As part of #EdBookNZ, I’ve been asked by @vanschaijik (Sonya van Schaijik) to do a guest blog on data-driven pedagogy. As an English teacher, at first, I thought she was joking. However, after a decent period of contemplation, I started to realise just how effective pedagogy-in-play can be when it is data-driven. In reality, I believe we often use data-driven pedagogy more often than not and certainly more often than maybe we realise.
In thinking of my practice, I do in reality use data a lot of data to guide the learning in my Year 11 English class, both of the qualitative and quantitative variety. Increasingly, the data I find most beneficial is student-provided, often just-in-time or just-past-time. Increasingly the use of options such as Google Forms and Padlet enables me to get immediate feedback and feedforward from my students when it matters most...now! Furthermore, my students feel that their data, responses put forward are more highly valued when they are recorded as artefacts for future and often further reference. Data now can be created in-class and where need be, change the pedagogy-in-play in the moment to student and teacher benefit. The use of immediate data in this context can also allow for legitimate bonafide and evidenced-based allowances for student agency, collaboration and self-regulation.
In my opinion, today’s best data for classroom purposes is of the formative over the summative kind. Often the production of appropriate summative data involves too much time-lag and often only becomes into existence way beyond the time of need. I know by looking at attendance and student usage of Google Docs etc. immediately how engaged my students truly are and on what. The in-time data also allows me to ensure that where possible, student preference is catered for and resourcing can be directed to where it is most needed.
In 2016, we have potential access to more learning data than ever before, thus raising the possibility of “paralysis by analysis”. I prefer to think along the lines of Nike and “just do it.” Teachers can have a tendency to check, check and then recheck data before using it as a stimulus for action. The obvious danger here is that teachers end up doing the right thing for the right students but at the wrong time. The need for evidenced-based action alongside the need for prompt action does raise a significant potential conflict not only between the head and the heart but also between administrators and teachers. A balance point needs to be found between action that quickly responds to students’ learning needs while simultaneously of sound evidential backing. It is essential teachers have the empowerment and confidence to take risks, but they, however, must be risks qualified to some extent by valid data.

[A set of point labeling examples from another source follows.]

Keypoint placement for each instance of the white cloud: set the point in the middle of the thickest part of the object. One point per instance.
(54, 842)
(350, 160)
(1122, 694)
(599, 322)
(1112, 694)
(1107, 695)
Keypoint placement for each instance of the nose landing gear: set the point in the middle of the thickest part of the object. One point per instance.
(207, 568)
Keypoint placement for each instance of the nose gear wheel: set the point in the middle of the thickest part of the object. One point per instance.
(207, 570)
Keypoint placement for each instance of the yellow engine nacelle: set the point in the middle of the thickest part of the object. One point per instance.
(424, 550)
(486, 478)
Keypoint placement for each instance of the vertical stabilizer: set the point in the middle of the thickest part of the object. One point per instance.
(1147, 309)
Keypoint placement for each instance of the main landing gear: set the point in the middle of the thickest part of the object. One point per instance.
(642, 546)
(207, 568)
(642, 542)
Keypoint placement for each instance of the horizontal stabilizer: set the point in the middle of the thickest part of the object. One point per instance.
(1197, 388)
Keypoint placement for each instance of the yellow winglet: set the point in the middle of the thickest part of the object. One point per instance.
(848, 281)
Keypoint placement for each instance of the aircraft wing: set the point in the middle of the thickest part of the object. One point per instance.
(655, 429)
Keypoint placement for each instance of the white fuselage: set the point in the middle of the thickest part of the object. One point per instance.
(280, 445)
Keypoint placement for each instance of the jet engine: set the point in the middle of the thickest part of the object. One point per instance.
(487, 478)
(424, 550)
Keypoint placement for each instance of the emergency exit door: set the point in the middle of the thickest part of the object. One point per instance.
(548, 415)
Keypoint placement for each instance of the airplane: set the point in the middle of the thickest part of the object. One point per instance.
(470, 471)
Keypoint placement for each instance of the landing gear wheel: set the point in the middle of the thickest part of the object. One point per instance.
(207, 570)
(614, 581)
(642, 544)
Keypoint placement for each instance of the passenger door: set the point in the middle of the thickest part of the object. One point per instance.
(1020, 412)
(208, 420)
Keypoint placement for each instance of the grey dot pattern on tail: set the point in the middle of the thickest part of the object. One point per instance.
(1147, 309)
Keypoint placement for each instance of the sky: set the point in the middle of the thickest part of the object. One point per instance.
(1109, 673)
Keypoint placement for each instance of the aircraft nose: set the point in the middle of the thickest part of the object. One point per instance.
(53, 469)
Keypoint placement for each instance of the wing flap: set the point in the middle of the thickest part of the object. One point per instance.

As Haberman (2001) notes, data-driven pedagogy also enables teachers to be acutely aware of what they can influence regarding teaching and learning and what is beyond their control. Every teacher knows that what happens to students for the two-thirds of the day they are not in school has a huge impact on what is achievable in school time. This data is not about pre-establishing a set of excuses for any aspect of poor or lower academic achievement. What it does mean is that to be forewarned is to be forearmed. If teachers are fully aware of what students are entering the classroom with, they can be highly responsive in terms of individualised learning and academic pathways. It also enables teachers to as much as possible match the student learning with the student life outside of school. Ladson-Billings (1995) concurs adding that sound and sustainable culturally responsive pedagogy is only really possible when we have clear, legitimate and triangulated data for each and every student.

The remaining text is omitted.